Важный рубеж в их разговорах. Критический. Люция заявляла убежденно:
— За справедливость!
Горелов бормотал нескладно, будто продираясь в тумане к важному рубежу, будто не умел одолеть его:
— Не так все было… В партизанском крае, к примеру… Приказ есть приказ… Выполняет боец и уверен, что вернется… А если, к примеру, на мине подорвался, то времени нет сообразить, за что гибнет… А если в землянке минута находилась для разговора, тогда о справедливости могла зайти речь. Опять-таки стоящий человек видит справедливость в том, чтобы повыкамариваться ему вовсю — не в ущерб, конечно, а на пользу делу!

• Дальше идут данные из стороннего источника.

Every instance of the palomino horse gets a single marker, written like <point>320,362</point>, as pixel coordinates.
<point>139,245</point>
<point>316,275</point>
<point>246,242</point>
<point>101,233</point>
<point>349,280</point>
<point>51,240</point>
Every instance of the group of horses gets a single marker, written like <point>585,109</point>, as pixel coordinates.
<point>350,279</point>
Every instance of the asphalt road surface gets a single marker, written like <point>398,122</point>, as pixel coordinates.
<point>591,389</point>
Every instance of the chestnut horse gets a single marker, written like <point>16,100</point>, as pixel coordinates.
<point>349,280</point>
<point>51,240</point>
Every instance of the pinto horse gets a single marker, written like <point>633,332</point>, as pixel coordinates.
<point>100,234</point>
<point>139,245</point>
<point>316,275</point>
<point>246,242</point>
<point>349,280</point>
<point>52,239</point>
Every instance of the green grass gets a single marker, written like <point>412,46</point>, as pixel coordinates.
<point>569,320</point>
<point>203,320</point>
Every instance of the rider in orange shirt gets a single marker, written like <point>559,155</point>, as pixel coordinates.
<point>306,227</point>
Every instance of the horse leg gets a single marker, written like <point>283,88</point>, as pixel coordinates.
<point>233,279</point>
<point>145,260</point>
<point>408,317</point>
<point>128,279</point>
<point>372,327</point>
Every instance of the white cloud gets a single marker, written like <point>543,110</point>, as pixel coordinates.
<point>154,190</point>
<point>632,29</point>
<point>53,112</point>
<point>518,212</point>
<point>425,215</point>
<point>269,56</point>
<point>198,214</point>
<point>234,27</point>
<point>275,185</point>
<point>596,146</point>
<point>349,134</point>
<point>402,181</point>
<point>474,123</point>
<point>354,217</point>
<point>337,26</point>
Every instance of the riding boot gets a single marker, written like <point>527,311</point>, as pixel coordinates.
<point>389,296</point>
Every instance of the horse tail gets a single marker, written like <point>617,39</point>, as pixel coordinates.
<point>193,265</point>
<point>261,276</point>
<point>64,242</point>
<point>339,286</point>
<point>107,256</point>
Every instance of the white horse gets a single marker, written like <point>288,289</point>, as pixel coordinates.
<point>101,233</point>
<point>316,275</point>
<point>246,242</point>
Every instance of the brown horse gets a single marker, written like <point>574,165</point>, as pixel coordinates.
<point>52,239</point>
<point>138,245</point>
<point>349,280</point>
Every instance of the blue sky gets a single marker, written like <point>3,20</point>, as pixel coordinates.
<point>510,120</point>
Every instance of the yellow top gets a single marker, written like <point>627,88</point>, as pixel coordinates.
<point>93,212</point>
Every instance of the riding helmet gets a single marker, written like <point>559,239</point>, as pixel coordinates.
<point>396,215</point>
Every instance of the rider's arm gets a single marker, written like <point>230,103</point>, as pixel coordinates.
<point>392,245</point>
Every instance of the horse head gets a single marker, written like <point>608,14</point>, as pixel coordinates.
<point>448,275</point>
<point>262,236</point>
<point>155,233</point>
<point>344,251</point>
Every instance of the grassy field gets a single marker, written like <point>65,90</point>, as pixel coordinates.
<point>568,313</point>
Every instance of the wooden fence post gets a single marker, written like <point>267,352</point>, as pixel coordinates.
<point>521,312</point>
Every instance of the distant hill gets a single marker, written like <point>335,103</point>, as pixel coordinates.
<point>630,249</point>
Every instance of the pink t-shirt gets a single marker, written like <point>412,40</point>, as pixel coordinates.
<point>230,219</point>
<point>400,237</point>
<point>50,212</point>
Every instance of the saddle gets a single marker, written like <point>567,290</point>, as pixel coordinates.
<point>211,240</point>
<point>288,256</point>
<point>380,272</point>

— Вспомнила! — воскликнула однажды Люция. — Вспомнила, что сказал мне Антон Рефрежье в музее Уитни про картину Вебера «Помещение с фигурами». По мнению Рефрежье, эта картина — не абстрактное искусство, а «личные выкрутасы». Рефрежье вполне серьезно говорил и о таком «течении» в современной американской живописи — «личные выкрутасы». То есть выкамаривание, по-твоему, да?
— Если примитивно понимать!
Как-то раз Люция вызвала Алексея на продолжение разговора:
— Расскажу о том, что не примитивно. У нас в Нью-Йорке была встреча с искусствоведами. Один спросил, согласна ли я, что задача искусства, в данном случае живописи, заключается в максимальном выражения личности художника. То есть опять-таки очень близко к твоему выкамариванию, верно? И знаешь, как я ответила: искусство лишь тогда является искусством, когда не только выражает личность художника, но и обращается к личности зрителя: будит его мысли и чувства, формирует его сознание… Хорошо ответила или косноязычно?
Добавила гордо:
— По-моему, я хорошо говорю, когда чувствую себя, как в бою!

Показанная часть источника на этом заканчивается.